As an action film (which the second half of War pretty much is), the movie is fairly decent, with the obligatory CGI-overkill final battle between thousands of digitized soldiers supporting the warring human factions. But what is truly striking in the film is the motion capture work that transforms Serkis, Zahn, and various co-stars into nearly perfectly realized apes, albeit with the facial expressions of the actors. The ultimate triumph of motion capture in this regard may well be the sequences of the apes riding on horseback on actual horses, not completely fabricated CGI concepts.
But the technology is worth little without talented actors driving the apes’ performances, and War has the benefit of the Laurence Olivier of motion capture. In roles in which audiences see his face, Andy Serkis has never had an impressive role, but he has been at the heart of motion capture acting since he gave the first truly striking such performance as Gollum in Lord of the Rings. And, as the technology has improved, so too has Serkis’ range and depth. His Caesar is a fully realized character, one that, in War’s greatest irony, questions his “humanity” and whether his desire for revenge against the colonel is overcoming his sense of morality.
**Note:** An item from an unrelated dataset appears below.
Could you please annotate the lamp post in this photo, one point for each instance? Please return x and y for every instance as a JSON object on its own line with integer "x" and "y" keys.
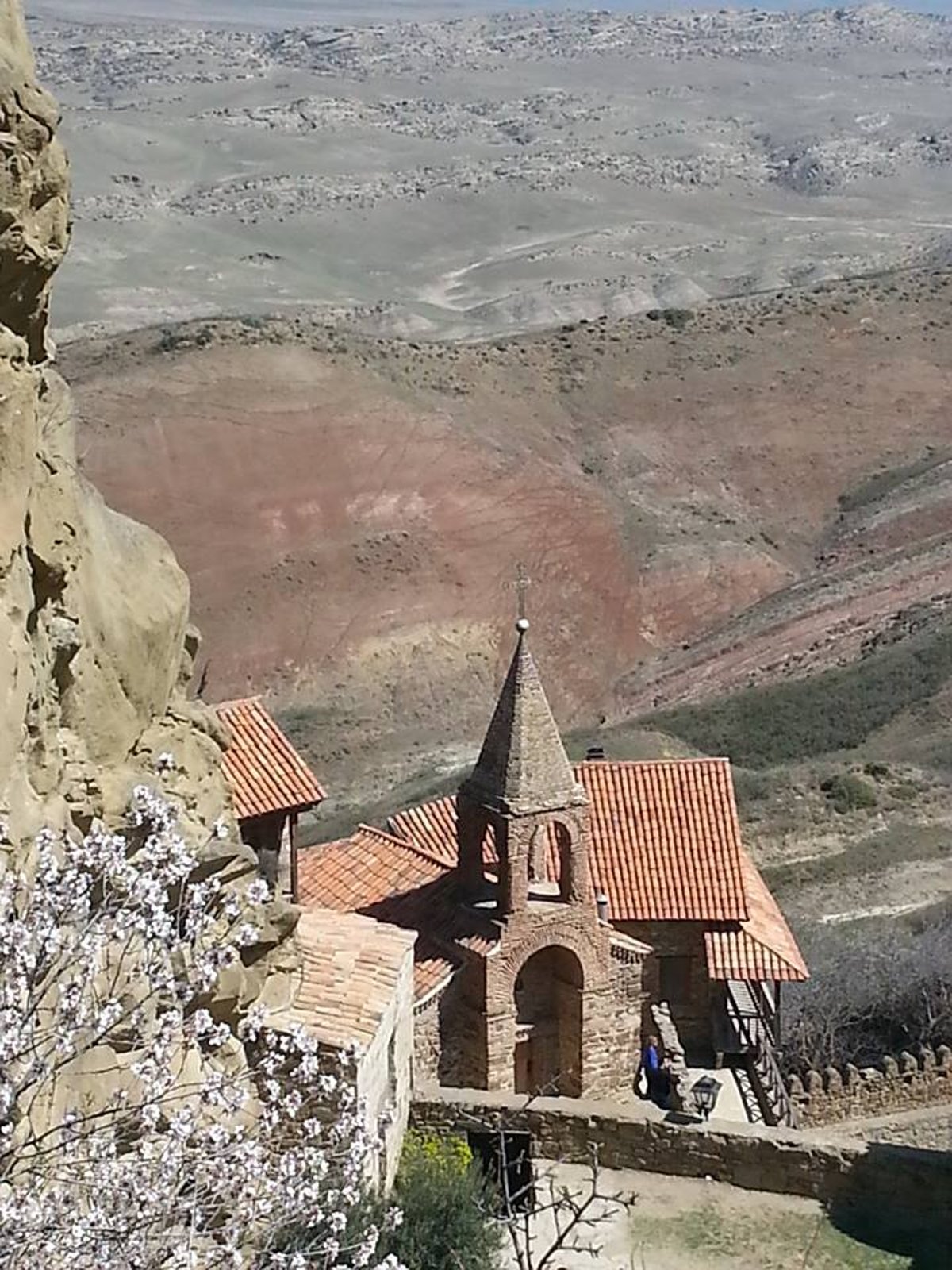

Is Serkis’ performance Oscar-worthy, or is this a case of an adequate performance appearing better because the audience is so impressed with the technology behind it. I think the answer here is a little bit of both. Serkis exhibits considerable range as Caesar, but the performance is enhanced in the audience’s eye because at some level they feel that they actually are watching an ape emote.
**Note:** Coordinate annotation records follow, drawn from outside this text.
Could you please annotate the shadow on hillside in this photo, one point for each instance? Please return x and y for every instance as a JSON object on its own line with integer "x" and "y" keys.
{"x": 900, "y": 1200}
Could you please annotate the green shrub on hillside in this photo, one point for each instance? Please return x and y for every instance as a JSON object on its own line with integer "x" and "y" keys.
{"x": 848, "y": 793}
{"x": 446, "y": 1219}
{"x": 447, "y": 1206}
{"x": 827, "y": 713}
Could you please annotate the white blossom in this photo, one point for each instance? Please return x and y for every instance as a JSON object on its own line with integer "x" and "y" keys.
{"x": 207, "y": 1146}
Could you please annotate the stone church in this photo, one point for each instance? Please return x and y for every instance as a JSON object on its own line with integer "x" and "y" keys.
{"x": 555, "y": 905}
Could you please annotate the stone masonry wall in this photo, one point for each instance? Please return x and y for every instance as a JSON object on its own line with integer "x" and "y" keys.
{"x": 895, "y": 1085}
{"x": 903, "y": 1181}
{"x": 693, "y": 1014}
Ape or human, the storyline of War of the Planet of the Apes is adequate, nothing more. The film recycles themes from dozens of previous movies, most notably Rod Serling’s screenplay from the original Heston film. It’s still a solid entertainment, although action film fans will likely see several better efforts this summer. Still, the sight of Serkis, Zahn, and the others nearly flawless rendered as simians is still a marvel to behold. War for the Planet of the Apes uses some dazzling technology to supply a decent ending to a saga that by now has said all that can possibly be said on a subject Heston’s film covered fairly well some 50 years earlier.